= Banach–Mazur compactum =

Concept in functional analysis

In the mathematical study of functional analysis, the Banach–Mazur distance is a way to define a distance on the set $Q(n)$ of $n$-dimensional normed spaces. With this distance, the set of isometry classes of $n$-dimensional normed spaces becomes a compact metric space, called the Banach–Mazur compactum.

== Definitions ==
If $X$ and $Y$ are two finite-dimensional normed spaces with the same dimension, let $\operatorname{GL}(X, Y)$ denote the collection of all linear isomorphisms $T : X \to Y.$ Denote by $\|T\|$ the operator norm of such a linear map — the maximum factor by which it "lengthens" vectors. The Banach–Mazur distance between $X$ and $Y$ is defined by
$$\delta(X, Y) = \log \Bigl( \inf \left\{ \left\|T\right\| \left\|T^{-1}\right\| : T \in \operatorname{GL}(X, Y) \right\} \Bigr).$$

We have $\delta(X, Y) = 0$ if and only if the spaces $X$ and $Y$ are isometrically isomorphic. Equipped with the metric δ, the space of isometry classes of $n$-dimensional normed spaces becomes a compact metric space, called the Banach–Mazur compactum.
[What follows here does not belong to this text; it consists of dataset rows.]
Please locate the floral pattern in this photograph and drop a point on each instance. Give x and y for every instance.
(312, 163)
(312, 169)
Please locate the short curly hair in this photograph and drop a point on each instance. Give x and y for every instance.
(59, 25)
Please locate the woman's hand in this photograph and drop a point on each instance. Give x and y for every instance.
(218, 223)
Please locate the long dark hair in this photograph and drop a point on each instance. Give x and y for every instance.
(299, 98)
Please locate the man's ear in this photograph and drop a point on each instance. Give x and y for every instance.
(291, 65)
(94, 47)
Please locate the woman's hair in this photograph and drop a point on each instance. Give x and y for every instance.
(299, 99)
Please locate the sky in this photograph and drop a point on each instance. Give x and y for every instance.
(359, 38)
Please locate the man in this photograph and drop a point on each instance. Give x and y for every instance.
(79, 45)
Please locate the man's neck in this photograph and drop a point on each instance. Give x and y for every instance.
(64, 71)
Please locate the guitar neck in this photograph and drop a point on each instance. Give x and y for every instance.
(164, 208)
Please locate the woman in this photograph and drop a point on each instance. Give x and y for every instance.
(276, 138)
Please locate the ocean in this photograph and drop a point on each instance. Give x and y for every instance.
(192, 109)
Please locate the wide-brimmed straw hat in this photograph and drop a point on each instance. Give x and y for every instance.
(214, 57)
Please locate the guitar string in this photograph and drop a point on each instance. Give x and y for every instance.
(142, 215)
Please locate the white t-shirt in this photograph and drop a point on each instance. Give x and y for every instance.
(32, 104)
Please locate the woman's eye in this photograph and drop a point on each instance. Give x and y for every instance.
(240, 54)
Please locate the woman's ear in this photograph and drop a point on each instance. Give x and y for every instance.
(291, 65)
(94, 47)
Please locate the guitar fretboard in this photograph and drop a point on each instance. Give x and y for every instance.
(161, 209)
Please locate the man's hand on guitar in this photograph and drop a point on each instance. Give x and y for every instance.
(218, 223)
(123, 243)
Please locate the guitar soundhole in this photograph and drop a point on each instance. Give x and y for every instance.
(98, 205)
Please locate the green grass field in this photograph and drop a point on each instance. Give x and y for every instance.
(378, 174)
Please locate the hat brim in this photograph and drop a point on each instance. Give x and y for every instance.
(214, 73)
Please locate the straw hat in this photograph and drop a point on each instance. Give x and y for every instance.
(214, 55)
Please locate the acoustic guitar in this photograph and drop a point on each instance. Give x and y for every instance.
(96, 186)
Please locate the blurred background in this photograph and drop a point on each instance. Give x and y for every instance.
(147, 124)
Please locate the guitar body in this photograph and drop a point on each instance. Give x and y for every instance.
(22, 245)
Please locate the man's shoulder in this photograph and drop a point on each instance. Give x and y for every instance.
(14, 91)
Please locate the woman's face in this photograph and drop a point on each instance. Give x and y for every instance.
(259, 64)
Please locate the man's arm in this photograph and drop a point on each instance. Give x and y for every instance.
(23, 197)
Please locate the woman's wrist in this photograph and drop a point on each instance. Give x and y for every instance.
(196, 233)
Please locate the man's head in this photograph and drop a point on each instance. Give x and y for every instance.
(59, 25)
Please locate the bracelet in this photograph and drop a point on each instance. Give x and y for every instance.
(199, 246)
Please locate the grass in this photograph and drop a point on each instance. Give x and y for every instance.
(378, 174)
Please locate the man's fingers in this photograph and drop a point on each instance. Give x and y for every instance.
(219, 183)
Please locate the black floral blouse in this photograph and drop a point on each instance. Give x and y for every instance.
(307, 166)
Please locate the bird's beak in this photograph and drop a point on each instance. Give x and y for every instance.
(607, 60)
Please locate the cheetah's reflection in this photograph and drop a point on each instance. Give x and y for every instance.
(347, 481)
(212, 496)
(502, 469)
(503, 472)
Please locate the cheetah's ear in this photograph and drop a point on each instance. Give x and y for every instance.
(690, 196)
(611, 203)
Many authors prefer to work with the multiplicative Banach–Mazur distance
$$d(X, Y) := \mathrm{e}^{\delta(X, Y)} = \inf \left\{ \left\|T\right\| \left\|T^{-1}\right\| : T \in \operatorname{GL}(X, Y) \right\},$$
for which $d(X, Z) \leq d(X, Y) \, d(Y, Z)$ and $d(X, X) = 1.$

== Properties ==
F. John's theorem on the maximal ellipsoid contained in a convex body gives the estimate:

 $d(X, \ell_n^2) \le \sqrt{n}, \,$

where $\ell_n^2$ denotes $\R^n$ with the Euclidean norm (see the article on $L^p$ spaces).

From this it follows that $d(X, Y) \leq n$ for all $X, Y \in Q(n).$ However, for the classical spaces, this upper bound for the diameter of $Q(n)$ is far from being approached. For example, the distance between $\ell_n^1$ and $\ell_n^{\infty}$ is (only) of order $n^{1/2}$ (up to a multiplicative constant independent from the dimension $n$).

A major achievement in the direction of estimating the diameter of $Q(n)$ is due to E. Gluskin, who proved in 1981 that the (multiplicative) diameter of the Banach–Mazur compactum is bounded below by $c\,n,$ for some universal $c > 0.$

Gluskin's method introduces a class of random symmetric polytopes $P(\omega)$ in $\R^n,$ and the normed spaces $X(\omega)$ having $P(\omega)$ as unit ball (the vector space is $\R^n$ and the norm is the gauge of $P(\omega)$). The proof consists in showing that the required estimate is true with large probability for two independent copies of the normed space $X(\omega).$

$Q(2)$ is an absolute extensor. On the other hand, $Q(2)$ is not homeomorphic to a Hilbert cube.